La mémoire des Serpillères de Matéi Visniec mise en scène Victor Quezada-Perez avec Lucas Henaff, Laurent Pons, Charles André Lachenal, Aurélie Bozzelie, Doriane Emerit, Mylène Cala, Mélanie Charvy, Aurore Bourgois Demachy, Clémentine Lamothe, Marie Sanson, Sixtine Leroy Compagnie Umbral, Présence Pasteur 12h15

Quatre spectacles de cet auteur cette année. Né en Roumanie, Matéi Visniec parle souvent, mais pas toujours, de la guerre, des guerres ethniques, de cette partie de l'Europe compliquée, les Balkans.

 

Moi le mot. Comme une petite entreprise de déballage des mots. Visniec a écrit des variations, des fantaisies, sur des mots plus ou moins choisis. Il ne se soucie ni d'exactitude, et encore moins de faire de leçon. Il a traité, gentiment maltraité, une soixantaine de mots ; la Compagnie des Ondes en a mis en scène vingt-quatre. Deux actrices et un acteur se répartissent ces mots et leur dérive joyeuse. Les mots circulent dans la rue, comme des personnes. Ils sont discrets ou tonitruants, rares ou fréquents, subtils, plein de secrets de plis et de replis, quelquefois droits et visibles, sans fioritures mais c'est bien rare. On n'a pas de mal à les attraper, ils s'envolent n'importe quand et partout. Le mot mal, mal aimé comme il se doit... se donne pourtant du mal...etc. Les mots se déboutonnent et c'est la fête.

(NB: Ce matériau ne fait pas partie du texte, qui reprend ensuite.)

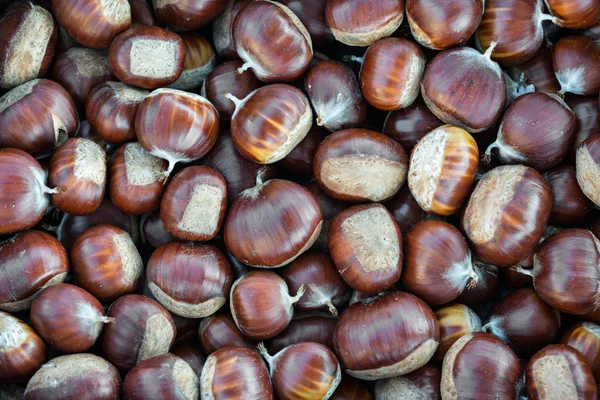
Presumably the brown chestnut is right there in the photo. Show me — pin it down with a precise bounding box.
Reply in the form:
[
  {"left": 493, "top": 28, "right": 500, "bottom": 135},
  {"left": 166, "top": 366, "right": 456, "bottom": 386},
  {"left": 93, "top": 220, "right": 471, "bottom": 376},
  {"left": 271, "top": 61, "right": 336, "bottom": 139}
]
[
  {"left": 461, "top": 165, "right": 552, "bottom": 267},
  {"left": 232, "top": 0, "right": 313, "bottom": 83},
  {"left": 71, "top": 225, "right": 144, "bottom": 301}
]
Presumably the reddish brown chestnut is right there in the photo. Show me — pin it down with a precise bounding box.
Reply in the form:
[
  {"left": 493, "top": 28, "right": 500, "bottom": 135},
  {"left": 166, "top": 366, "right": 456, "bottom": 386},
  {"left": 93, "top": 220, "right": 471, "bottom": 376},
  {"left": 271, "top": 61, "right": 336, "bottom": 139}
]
[
  {"left": 24, "top": 353, "right": 121, "bottom": 400},
  {"left": 52, "top": 0, "right": 131, "bottom": 49},
  {"left": 329, "top": 204, "right": 402, "bottom": 294},
  {"left": 223, "top": 179, "right": 323, "bottom": 268},
  {"left": 48, "top": 138, "right": 106, "bottom": 215},
  {"left": 102, "top": 294, "right": 176, "bottom": 371},
  {"left": 0, "top": 1, "right": 58, "bottom": 89},
  {"left": 333, "top": 292, "right": 440, "bottom": 380},
  {"left": 408, "top": 125, "right": 479, "bottom": 215},
  {"left": 108, "top": 26, "right": 187, "bottom": 89},
  {"left": 526, "top": 344, "right": 598, "bottom": 400},
  {"left": 71, "top": 225, "right": 144, "bottom": 301},
  {"left": 313, "top": 129, "right": 408, "bottom": 202},
  {"left": 232, "top": 0, "right": 313, "bottom": 83},
  {"left": 0, "top": 311, "right": 46, "bottom": 382},
  {"left": 200, "top": 346, "right": 273, "bottom": 400},
  {"left": 461, "top": 165, "right": 552, "bottom": 267},
  {"left": 30, "top": 283, "right": 112, "bottom": 353},
  {"left": 123, "top": 354, "right": 200, "bottom": 400},
  {"left": 258, "top": 342, "right": 342, "bottom": 400}
]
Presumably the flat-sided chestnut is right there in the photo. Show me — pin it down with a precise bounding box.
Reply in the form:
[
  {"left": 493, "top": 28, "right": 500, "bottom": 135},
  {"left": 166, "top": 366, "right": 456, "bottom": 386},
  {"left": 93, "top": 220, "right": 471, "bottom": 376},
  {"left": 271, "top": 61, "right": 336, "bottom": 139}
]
[
  {"left": 108, "top": 26, "right": 187, "bottom": 89},
  {"left": 402, "top": 219, "right": 478, "bottom": 305},
  {"left": 408, "top": 125, "right": 479, "bottom": 215},
  {"left": 200, "top": 346, "right": 273, "bottom": 400},
  {"left": 135, "top": 89, "right": 219, "bottom": 180},
  {"left": 0, "top": 311, "right": 46, "bottom": 382},
  {"left": 109, "top": 142, "right": 166, "bottom": 214},
  {"left": 146, "top": 242, "right": 233, "bottom": 318},
  {"left": 48, "top": 138, "right": 106, "bottom": 215},
  {"left": 485, "top": 92, "right": 577, "bottom": 171},
  {"left": 526, "top": 344, "right": 598, "bottom": 400},
  {"left": 71, "top": 225, "right": 144, "bottom": 301},
  {"left": 406, "top": 0, "right": 484, "bottom": 50},
  {"left": 223, "top": 179, "right": 323, "bottom": 268},
  {"left": 52, "top": 0, "right": 131, "bottom": 49},
  {"left": 30, "top": 283, "right": 112, "bottom": 353},
  {"left": 313, "top": 129, "right": 408, "bottom": 202},
  {"left": 0, "top": 149, "right": 57, "bottom": 235},
  {"left": 85, "top": 81, "right": 149, "bottom": 144},
  {"left": 360, "top": 38, "right": 426, "bottom": 111},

C'est frais, c'est habité. De nombreuses chansons, variées, très réussies, chacune avec sa spécificité, son orchestration... chaque mot porte une situation entre les trois « diseurs », toujours nouvelle, toujours surprenante et agréable.

Celles et ceux qui le désirent reçoivent une sorte de marque-page pour écrire leur « petit mot » sur un mot qui seront lus, une réprésentation future.

 

Les chevaux à la fenêtre

Tout autre est Les chevaux à ma fenêtre. Là, il s'agit de variations sur la guerre. Nous ne sommes pas à la guerre, nous sommes à l'arrière, dans une maison ou des maisons successivement, et la guerre est tout près de nous. La vie disloquée des familles. Le départ du fils, du mari... Des soldats en peau de lapin qui au lieu d'aller conquérir la gloire fille de la victoire ont des comportements ridicules et lâches, ou alors une malchance d'une taille insoupçonnable. Nous avons donc toujours le passage du gradé qui va annoncer la mort.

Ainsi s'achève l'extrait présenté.